Sukses

KLB Deli Serdang Sumut Dinilai Akan Buat Elektabilitas Demokrat Merosot

Dua ahli Indonesia (Indonesianis) asal Australia berpendapat KLB Deli Serdang Sumut akan menghancurkan Partai Demokrat.

Liputan6.com, Jakarta Dua ahli Indonesia (Indonesianis) asal Australia berpendapat KLB Deli Serdang Sumut akan menghancurkan Partai Demokrat. Mereka tidak yakin Partai Demokrat tetap dipilih konstituennya yang saat ini berjumlah lebih dari 10 juta orang.

Demikian hal itu terungkap dalam webinar yang diselenggarakan Pusat Studi Ilmu Kemasyarakatan Universitas Parahyangan, Jumat 12 Maret 2021. Dalam keterangan yang diterima Selasa (16/3/2021), Ahli Indonesia terkemuka Marcus Meitzner dari Australia National University (ANU) menilai Partai Demokrat dipilih karena faktor ketokohan yaitu SBY dan AHY.

“Jika mereka tidak ada, partai ini kehilangan daya tarik utamanya,” kata Meitzner yang sudah meneliti politik Indonesia selama lebih dari satu dekade.

“Jika kepemimpinan Partai Demokrat diambil-alih Moeldoko, saya yakin elektabilitas Partai Demokrat akan terjun bebas menjadi 1-2 persen saja dan tidak akan lolos ambang batas parlemen pada pemilu 2024,” kata Meitzner.

Rekannya sesama Indonesianis, Thomas Power dari University of Sydney menarik kesimpulan serupa.

“Bagaimana mungkin AHY yang elektabilitasnya 7-8 persen, digantikan oleh orang yang elektabilitasnya nol persen?
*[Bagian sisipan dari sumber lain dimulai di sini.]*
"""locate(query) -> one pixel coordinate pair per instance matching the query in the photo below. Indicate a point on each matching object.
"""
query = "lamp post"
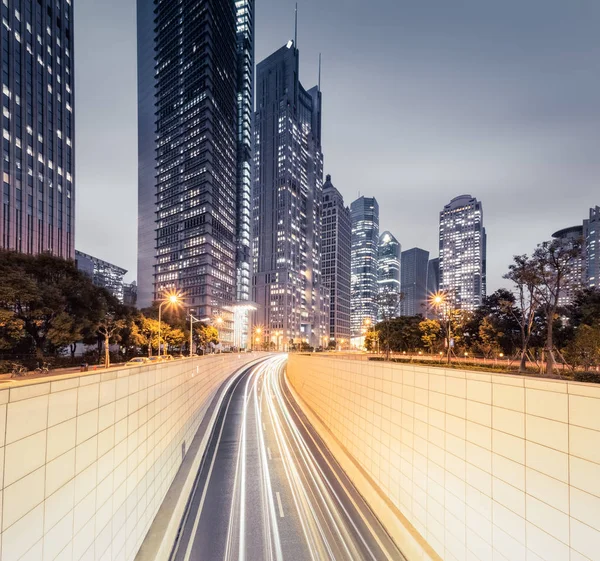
(439, 300)
(173, 300)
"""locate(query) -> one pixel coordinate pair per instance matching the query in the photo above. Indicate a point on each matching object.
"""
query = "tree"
(554, 263)
(431, 330)
(584, 350)
(524, 275)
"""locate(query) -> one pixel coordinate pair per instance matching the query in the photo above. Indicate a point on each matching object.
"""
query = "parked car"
(137, 361)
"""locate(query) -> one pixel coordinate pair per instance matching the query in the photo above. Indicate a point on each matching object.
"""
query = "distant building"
(102, 273)
(287, 200)
(388, 275)
(37, 211)
(415, 263)
(463, 252)
(336, 261)
(365, 240)
(130, 294)
(591, 233)
(433, 283)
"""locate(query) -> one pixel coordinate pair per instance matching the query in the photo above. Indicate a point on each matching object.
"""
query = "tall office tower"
(433, 285)
(195, 120)
(103, 274)
(415, 264)
(336, 262)
(463, 252)
(365, 240)
(38, 165)
(591, 232)
(287, 204)
(388, 275)
(576, 278)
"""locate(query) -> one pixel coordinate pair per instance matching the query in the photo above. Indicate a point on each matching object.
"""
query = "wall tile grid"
(486, 467)
(85, 462)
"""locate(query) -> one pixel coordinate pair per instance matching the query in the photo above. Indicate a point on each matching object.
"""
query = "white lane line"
(281, 515)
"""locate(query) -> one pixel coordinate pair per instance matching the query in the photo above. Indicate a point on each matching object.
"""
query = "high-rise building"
(103, 274)
(388, 275)
(576, 278)
(336, 262)
(433, 285)
(591, 232)
(463, 252)
(365, 240)
(415, 263)
(38, 164)
(195, 79)
(286, 206)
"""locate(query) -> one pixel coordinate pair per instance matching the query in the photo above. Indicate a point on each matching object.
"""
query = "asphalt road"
(268, 488)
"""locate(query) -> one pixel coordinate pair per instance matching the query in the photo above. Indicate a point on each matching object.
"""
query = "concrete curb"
(412, 545)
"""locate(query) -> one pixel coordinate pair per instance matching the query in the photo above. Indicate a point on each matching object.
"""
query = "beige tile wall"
(85, 461)
(487, 467)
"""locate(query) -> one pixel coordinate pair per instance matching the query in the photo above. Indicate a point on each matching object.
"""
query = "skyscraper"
(195, 122)
(336, 261)
(415, 263)
(463, 252)
(388, 275)
(591, 232)
(365, 239)
(38, 163)
(287, 204)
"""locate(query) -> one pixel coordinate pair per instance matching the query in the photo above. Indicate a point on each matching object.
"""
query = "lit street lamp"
(172, 299)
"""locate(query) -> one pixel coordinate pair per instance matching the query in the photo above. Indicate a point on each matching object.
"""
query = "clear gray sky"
(423, 101)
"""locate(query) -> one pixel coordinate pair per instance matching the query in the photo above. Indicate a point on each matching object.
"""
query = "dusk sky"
(423, 101)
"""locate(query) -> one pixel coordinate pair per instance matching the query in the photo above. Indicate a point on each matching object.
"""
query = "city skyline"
(506, 179)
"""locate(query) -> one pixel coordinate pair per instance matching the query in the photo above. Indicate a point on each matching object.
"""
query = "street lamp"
(172, 299)
(440, 300)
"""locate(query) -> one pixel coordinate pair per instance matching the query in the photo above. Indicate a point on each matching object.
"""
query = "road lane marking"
(281, 515)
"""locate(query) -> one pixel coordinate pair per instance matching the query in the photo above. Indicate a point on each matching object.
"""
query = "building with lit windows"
(591, 233)
(365, 241)
(103, 274)
(195, 82)
(415, 265)
(38, 161)
(336, 262)
(287, 203)
(388, 275)
(463, 252)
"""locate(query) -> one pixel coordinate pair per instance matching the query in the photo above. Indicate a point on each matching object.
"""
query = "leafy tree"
(554, 262)
(431, 331)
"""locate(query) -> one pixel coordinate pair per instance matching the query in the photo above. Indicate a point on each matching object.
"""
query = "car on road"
(137, 361)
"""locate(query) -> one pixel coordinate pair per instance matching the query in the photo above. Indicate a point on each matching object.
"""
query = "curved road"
(268, 489)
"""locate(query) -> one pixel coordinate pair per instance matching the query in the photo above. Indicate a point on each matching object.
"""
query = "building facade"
(388, 276)
(336, 262)
(365, 240)
(38, 146)
(103, 274)
(415, 265)
(463, 253)
(591, 233)
(195, 82)
(292, 303)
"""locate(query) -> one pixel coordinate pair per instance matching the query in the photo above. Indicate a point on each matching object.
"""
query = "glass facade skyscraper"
(38, 160)
(415, 264)
(195, 80)
(286, 206)
(388, 277)
(463, 252)
(336, 262)
(365, 240)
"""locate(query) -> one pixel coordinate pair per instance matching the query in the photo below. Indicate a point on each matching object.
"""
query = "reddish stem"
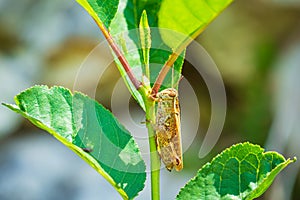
(137, 84)
(164, 71)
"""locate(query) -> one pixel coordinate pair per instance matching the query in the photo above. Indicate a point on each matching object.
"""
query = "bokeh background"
(255, 44)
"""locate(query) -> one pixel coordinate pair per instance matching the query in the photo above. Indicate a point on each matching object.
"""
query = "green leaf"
(88, 129)
(102, 11)
(187, 19)
(243, 171)
(145, 37)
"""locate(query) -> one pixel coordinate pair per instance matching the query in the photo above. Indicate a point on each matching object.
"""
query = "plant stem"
(137, 84)
(154, 157)
(167, 66)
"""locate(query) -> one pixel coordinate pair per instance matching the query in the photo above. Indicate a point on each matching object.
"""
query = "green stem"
(154, 157)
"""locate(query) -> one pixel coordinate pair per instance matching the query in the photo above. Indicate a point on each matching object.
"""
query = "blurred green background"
(255, 44)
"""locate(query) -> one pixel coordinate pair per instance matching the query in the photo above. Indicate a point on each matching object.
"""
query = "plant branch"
(137, 84)
(154, 157)
(167, 66)
(163, 72)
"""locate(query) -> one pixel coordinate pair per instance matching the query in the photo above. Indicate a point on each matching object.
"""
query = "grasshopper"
(168, 137)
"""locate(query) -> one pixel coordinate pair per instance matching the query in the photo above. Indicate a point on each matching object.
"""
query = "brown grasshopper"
(168, 137)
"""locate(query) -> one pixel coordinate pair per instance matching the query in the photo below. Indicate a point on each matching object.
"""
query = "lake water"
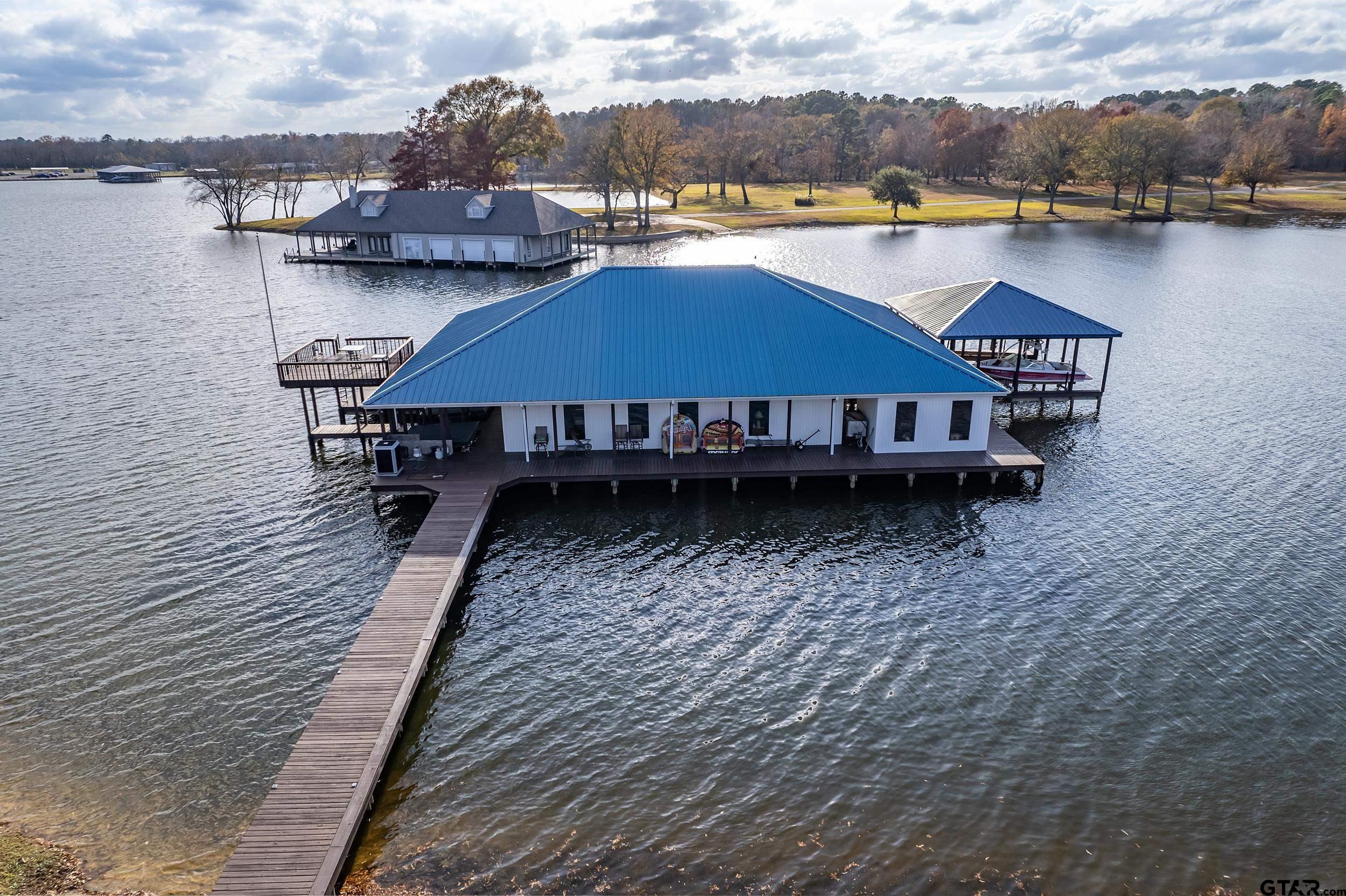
(1131, 681)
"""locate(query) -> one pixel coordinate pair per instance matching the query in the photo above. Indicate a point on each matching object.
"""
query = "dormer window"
(373, 206)
(480, 206)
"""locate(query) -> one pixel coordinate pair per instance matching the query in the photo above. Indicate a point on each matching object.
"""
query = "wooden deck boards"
(300, 836)
(1003, 454)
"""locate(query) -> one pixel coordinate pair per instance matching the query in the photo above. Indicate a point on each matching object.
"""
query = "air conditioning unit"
(387, 463)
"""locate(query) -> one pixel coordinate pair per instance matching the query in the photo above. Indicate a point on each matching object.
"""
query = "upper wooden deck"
(359, 361)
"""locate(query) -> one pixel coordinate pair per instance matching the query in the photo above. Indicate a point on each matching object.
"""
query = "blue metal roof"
(994, 310)
(629, 334)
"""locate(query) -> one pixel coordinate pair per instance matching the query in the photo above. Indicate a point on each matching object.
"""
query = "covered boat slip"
(1011, 334)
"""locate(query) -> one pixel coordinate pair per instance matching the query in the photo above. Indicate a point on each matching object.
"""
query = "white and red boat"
(1056, 372)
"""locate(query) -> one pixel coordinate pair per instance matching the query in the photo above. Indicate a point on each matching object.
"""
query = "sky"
(87, 68)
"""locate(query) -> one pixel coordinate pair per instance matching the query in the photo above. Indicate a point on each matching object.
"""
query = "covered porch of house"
(343, 248)
(562, 248)
(482, 443)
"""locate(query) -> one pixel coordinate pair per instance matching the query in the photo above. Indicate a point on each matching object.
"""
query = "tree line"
(490, 132)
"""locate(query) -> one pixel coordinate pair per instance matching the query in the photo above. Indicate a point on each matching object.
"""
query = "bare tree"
(1215, 139)
(1018, 165)
(1174, 140)
(649, 147)
(1060, 135)
(1260, 159)
(359, 152)
(599, 166)
(230, 187)
(332, 163)
(1111, 152)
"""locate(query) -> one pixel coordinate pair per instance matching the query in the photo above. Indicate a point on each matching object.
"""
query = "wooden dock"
(306, 827)
(300, 837)
(1003, 454)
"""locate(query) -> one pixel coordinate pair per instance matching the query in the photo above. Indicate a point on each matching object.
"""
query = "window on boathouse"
(760, 418)
(574, 421)
(905, 428)
(960, 421)
(639, 421)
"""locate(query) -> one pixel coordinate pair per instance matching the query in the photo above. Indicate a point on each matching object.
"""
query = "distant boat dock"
(570, 384)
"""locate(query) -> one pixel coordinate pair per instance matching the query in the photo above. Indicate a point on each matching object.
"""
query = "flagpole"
(275, 345)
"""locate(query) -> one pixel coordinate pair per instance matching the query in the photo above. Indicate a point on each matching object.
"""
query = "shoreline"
(770, 221)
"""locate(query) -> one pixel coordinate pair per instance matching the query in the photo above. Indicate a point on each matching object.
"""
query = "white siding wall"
(811, 415)
(933, 415)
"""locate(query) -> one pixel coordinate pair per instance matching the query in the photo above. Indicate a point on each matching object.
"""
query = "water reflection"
(760, 690)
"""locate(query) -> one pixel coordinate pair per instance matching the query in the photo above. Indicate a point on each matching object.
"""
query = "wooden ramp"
(299, 838)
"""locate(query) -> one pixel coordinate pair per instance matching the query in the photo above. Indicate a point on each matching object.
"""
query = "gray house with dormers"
(447, 227)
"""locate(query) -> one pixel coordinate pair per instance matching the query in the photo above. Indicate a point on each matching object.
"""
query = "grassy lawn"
(1186, 206)
(271, 225)
(777, 197)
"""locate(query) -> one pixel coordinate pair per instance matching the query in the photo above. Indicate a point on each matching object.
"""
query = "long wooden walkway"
(299, 838)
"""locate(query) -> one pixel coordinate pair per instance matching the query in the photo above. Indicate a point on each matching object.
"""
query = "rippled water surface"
(1131, 680)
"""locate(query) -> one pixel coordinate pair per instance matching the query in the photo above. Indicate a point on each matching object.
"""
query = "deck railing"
(362, 361)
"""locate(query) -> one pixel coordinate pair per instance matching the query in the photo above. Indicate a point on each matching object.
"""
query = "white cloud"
(170, 68)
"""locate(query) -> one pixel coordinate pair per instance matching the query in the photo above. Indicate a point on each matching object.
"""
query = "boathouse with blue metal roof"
(1014, 330)
(653, 358)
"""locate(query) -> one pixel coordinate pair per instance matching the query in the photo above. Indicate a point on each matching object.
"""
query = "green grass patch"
(31, 865)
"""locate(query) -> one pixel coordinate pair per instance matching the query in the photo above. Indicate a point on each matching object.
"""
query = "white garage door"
(442, 249)
(504, 249)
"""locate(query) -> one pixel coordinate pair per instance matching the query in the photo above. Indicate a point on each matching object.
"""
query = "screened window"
(574, 421)
(760, 418)
(905, 428)
(639, 421)
(960, 421)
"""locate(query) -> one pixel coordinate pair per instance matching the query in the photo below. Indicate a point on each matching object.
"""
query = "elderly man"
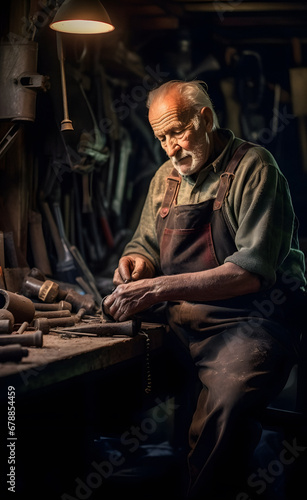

Jadi, upaya kudeta ini tak bisa lain hanya bisa dibaca sebagai upaya menghancurkan Partai Demokrat,” tanya Thomas.

Thomas berspekulasi bahwa boleh jadi ini bagian dari upaya memuluskan rencana masa jabatan presiden tiga periode.

 

Saksikan Video Piliihan Berikut Ini:

2 dari 2 halaman

Sayangkan Sikap Presiden

Kedua pengamat Indonesia ini secara terbuka mengaku tidak faham mengapa Presiden Jokowi tidak menyampaikan pernyataan atau melakukan tindakan atas upaya Kepala KSP Moeldoko mengambil alih Partai Demokrat ini. Mereka tidak yakin Presiden tidak mengetahuinya mengingat posisi Kepala Staf Kantor Presiden atau di luar negeri biasa disebut sebagai Chief of Staff, pada dasarnya melekat pada Presiden.

Pada pemerintahan-pemerintahan demokratis lainnya, tindakan seperti ini biasanya berujung pada pengunduran diri atau pemberhentian dari jabatan.

Tapi keduanya sepakat upaya pengambilalihan partai ini menambah kuat sinyal memburuknya kualitas demokrasi di Indonesia, yang sudah dilontarkan banyak ahli dan lembaga internasional dalam beberapa tahun terakhir ini.